Марк Твен - Простаки за границей или Путь новых паломников
Однако нашим вниманием завладели две центральные фигуры. Приходилось ли народным толпам когда-либо видеть подобный контраст? Наполеон в военном мундире — коротконогий человек с длинным туловищем, ужасно усатый, старый, морщинистый, с полузакрытыми, непроницаемыми, хитрыми и коварными глазами! Наполеон, любезно кивающий в ответ на громкие приветствия и из-под козырька низко надвинутого кепи наблюдающий за всеми и каждым своими кошачьими глазами, как будто отыскивая в этих криках фальшь и лицемерие.
Абдул-Азиз, самодержавный властелин Оттоманской империи, одетый в темно-зеленый европейский костюм почти без всяких украшений и регалий, в красной турецкой феске, — низенький, толстый, смуглый человек с черной бородой и черными глазами, глупый, невзрачный, — человек, при взгляде на которого так и кажется, что, будь на нем белый передник, а в руках большой нож, никто не удивился бы, услышав от него: «Баранью ногу? Или сегодня вам будет угодно взять говяжью вырезку?»
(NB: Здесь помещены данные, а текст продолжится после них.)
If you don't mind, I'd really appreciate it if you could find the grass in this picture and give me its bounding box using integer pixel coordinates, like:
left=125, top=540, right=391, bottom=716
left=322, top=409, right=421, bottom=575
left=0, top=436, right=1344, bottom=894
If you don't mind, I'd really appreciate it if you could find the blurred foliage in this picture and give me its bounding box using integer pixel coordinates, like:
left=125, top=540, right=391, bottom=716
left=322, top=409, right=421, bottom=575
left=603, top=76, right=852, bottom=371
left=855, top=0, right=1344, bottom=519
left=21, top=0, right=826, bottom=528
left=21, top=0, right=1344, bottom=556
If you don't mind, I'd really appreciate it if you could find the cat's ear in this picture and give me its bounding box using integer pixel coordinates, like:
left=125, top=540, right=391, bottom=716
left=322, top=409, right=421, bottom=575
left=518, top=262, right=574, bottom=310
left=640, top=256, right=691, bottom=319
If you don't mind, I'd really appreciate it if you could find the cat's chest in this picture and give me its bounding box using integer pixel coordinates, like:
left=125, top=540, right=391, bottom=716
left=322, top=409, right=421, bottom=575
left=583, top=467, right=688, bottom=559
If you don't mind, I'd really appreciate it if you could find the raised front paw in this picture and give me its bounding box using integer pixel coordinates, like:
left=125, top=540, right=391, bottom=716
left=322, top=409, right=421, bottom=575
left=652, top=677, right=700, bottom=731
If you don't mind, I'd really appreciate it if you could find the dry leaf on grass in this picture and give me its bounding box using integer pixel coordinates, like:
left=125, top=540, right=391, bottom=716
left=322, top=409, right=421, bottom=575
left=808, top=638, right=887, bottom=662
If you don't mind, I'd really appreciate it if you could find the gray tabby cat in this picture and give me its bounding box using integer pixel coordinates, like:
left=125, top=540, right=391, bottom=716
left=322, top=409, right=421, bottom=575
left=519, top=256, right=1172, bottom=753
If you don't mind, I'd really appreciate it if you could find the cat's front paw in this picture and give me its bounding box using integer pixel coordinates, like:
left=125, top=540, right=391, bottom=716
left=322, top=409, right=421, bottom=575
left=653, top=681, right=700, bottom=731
Наполеон III — представитель высшей современной цивилизации, прогресса, культуры и утонченности; Абдул-Азиз — представитель нации, по своей природе и обычаям нечистоплотной, жестокой, невежественной, консервативной, суеверной, представитель правительства, тремя грациями которого являются Тирания, Алчность, Кровь. Здесь, в блестящем Париже, под величественной Триумфальной аркой, первое столетие встречается с девятнадцатым.
Наполеон III, французский император! Среди ликующих толп, среди блестящих офицеров, среди великолепия своей столицы, окруженный королями и принцами, стоял человек, который терпел презрение, насмешки, позорное прозвище «незаконнорожденный» — и грезил об империи и короне; был изгнан — и увез с собой свои грезы; жил среди американского простонародья, бегал вперегонки на пари — и все это время в мечтах восседал на троне; пренебрег всеми опасностями, чтобы проститься со своей умирающей матерью, — и горевал, что она не дожила до минуты, когда он сменил плебейскую одежду на императорский пурпур; был простым лондонским полицейским, добросовестно нес службу, совершал скучные обходы своего участка — и грезил о том дне, когда он пройдет по залам Тюильри; потерпел позорное фиаско в Страсбурге[29]; видел, как его жалкий, облезлый орел, забыв уроки, не захотел опуститься на его плечо; произносил тщательно обдуманные красноречивые тирады перед враждебными слушателями; был заключен в тюрьму; стал мишенью пошлых остряков, предметом безжалостных насмешек всего мира — и продолжал грезить о коронациях и великолепных празднествах; томился, забытый всеми, в темнице замка Гам[30] — и все-таки, как и прежде, строил планы и мечтал о будущей славе, о будущей власти; и вот он — президент Франции! Государственный переворот — и, окруженный ликующими войсками, приветствуемый громом пушек, он восходит на трон и поднимает перед пораженным миром скипетр могущественной империи! Что после этого романтические вымыслы? Волшебства сказок? Ничтожные триумфы Аладина и магов Аравии?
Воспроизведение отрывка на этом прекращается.